Donald Trump avalia a possibilidade de promover mudanças em cargos estratégicos de sua administração, incluindo o diretor do FBI. As movimentações vêm na sequência da saída de três altos funcionários, entre eles a secretária da Segurança Interna e a procuradora-geral dos EUA.
Em menos de um mês, Trump já afastou três importantes membros do governo, e a imprensa norte-americana indica que outros três estão na mira do presidente.
O processo começou em 5 de março, quando Trump anunciou na rede social Truth Social que Kristi Noem, então secretária da Segurança Interna, seria substituída pelo senador de Oklahoma, Markwayne Mullin. Noem não foi demitida formalmente, passando a ocupar o cargo de “Enviada Especial para o Escudo das Américas”, visitando países sul-americanos para combater cartéis de drogas e a imigração ilegal.
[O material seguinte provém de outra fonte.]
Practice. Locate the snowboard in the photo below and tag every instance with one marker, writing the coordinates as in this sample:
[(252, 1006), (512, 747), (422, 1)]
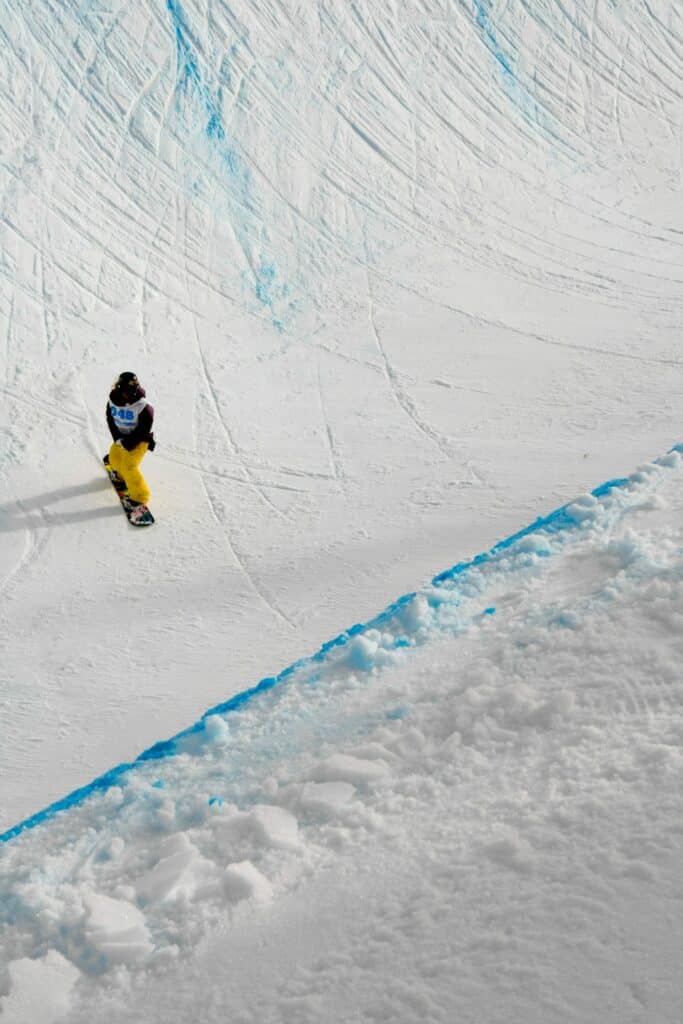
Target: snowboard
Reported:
[(137, 515)]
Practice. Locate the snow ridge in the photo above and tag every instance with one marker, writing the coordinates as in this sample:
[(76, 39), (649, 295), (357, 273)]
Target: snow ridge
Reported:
[(399, 626)]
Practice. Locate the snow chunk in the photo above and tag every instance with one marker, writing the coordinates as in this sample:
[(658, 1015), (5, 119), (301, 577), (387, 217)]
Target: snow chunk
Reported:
[(265, 825), (244, 881), (116, 929), (40, 989), (511, 852), (343, 767), (326, 796)]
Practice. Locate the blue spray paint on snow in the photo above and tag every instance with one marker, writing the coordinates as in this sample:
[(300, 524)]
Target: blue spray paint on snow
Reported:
[(517, 92), (266, 284), (562, 519)]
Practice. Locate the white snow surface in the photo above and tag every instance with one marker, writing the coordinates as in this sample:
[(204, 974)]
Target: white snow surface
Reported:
[(399, 279)]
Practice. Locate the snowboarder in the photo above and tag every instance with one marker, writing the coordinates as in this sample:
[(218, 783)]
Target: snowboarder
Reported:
[(130, 418)]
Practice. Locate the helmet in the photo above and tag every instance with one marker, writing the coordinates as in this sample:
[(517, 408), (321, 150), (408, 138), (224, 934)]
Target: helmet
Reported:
[(127, 381)]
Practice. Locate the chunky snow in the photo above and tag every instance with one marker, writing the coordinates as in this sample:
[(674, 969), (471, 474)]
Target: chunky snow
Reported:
[(400, 279)]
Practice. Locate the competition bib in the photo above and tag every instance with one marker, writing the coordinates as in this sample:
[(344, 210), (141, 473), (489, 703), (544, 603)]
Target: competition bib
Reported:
[(126, 417)]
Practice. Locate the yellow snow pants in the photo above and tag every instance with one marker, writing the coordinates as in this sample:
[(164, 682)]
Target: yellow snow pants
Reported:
[(127, 465)]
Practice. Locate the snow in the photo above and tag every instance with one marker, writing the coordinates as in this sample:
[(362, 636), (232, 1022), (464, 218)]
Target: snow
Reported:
[(403, 283)]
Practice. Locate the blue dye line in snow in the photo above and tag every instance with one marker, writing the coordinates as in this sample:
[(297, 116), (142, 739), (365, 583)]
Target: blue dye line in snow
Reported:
[(267, 285), (555, 522)]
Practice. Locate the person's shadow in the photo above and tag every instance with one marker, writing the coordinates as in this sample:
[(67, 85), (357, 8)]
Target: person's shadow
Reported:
[(17, 514)]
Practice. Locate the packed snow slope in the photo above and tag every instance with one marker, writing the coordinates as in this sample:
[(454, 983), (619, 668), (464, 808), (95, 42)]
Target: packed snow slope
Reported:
[(468, 811), (397, 278)]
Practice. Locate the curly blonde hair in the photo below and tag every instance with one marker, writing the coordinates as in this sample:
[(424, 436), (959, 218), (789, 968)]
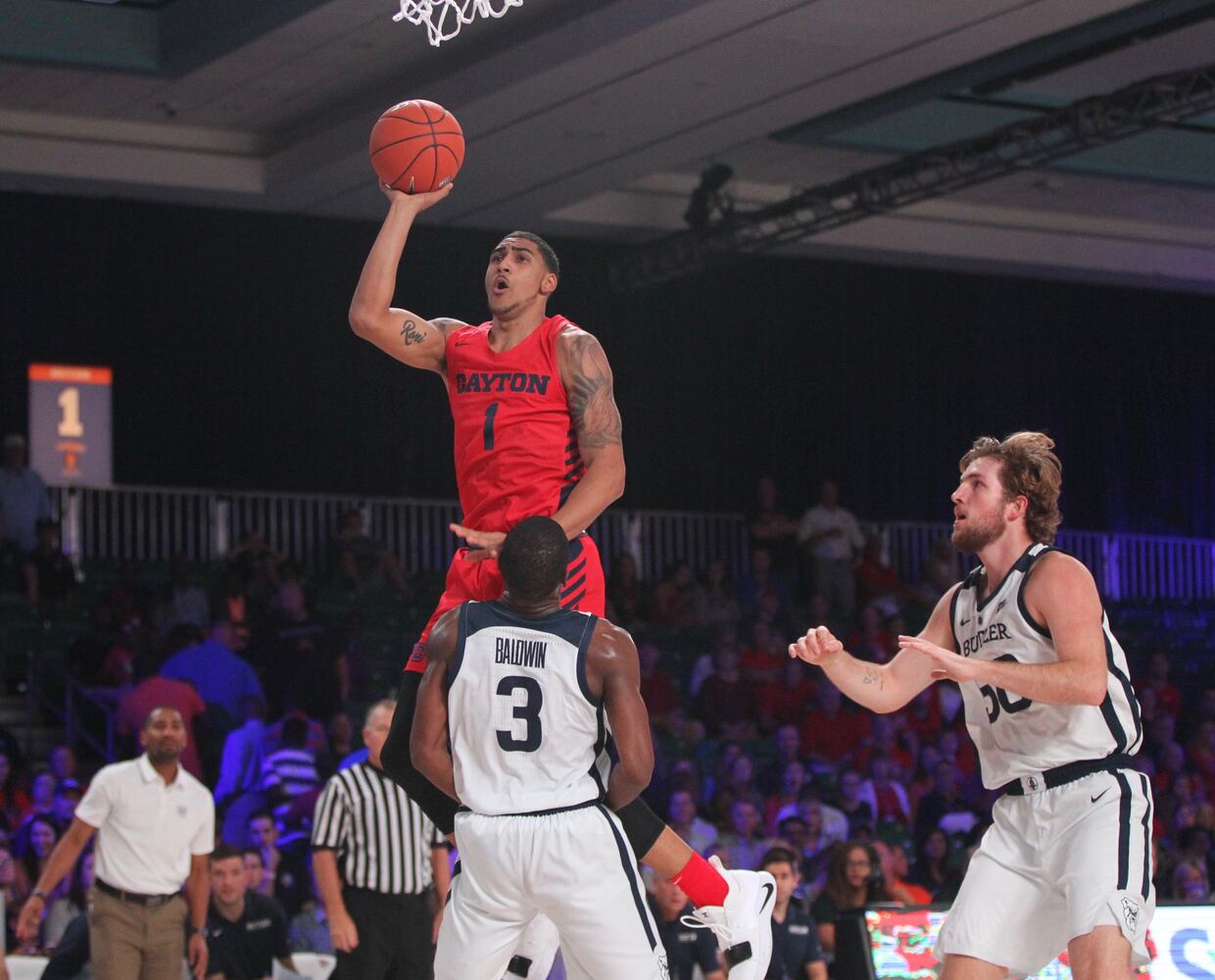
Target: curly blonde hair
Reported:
[(1029, 469)]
Seguiu-se o afastamento de Pam Bondi, procuradora-geral dos Estados Unidos, em 2 de abril. Trump elogiou o trabalho de Bondi, destacando sua lealdade, mas indicou que ela seria substituída por Todd Blanche, vice-procurador-geral e ex-advogado de Trump no caso dos pagamentos secretos à atriz Stormy Daniels. Assim como Noem, Bondi foi apenas realocada, com um novo cargo no setor privado ainda não detalhado. A imprensa destacou que Trump se mostrava insatisfeito com a forma como Bondi lidou com documentos do caso Epstein e com a suposta investigação insuficiente a adversários políticos.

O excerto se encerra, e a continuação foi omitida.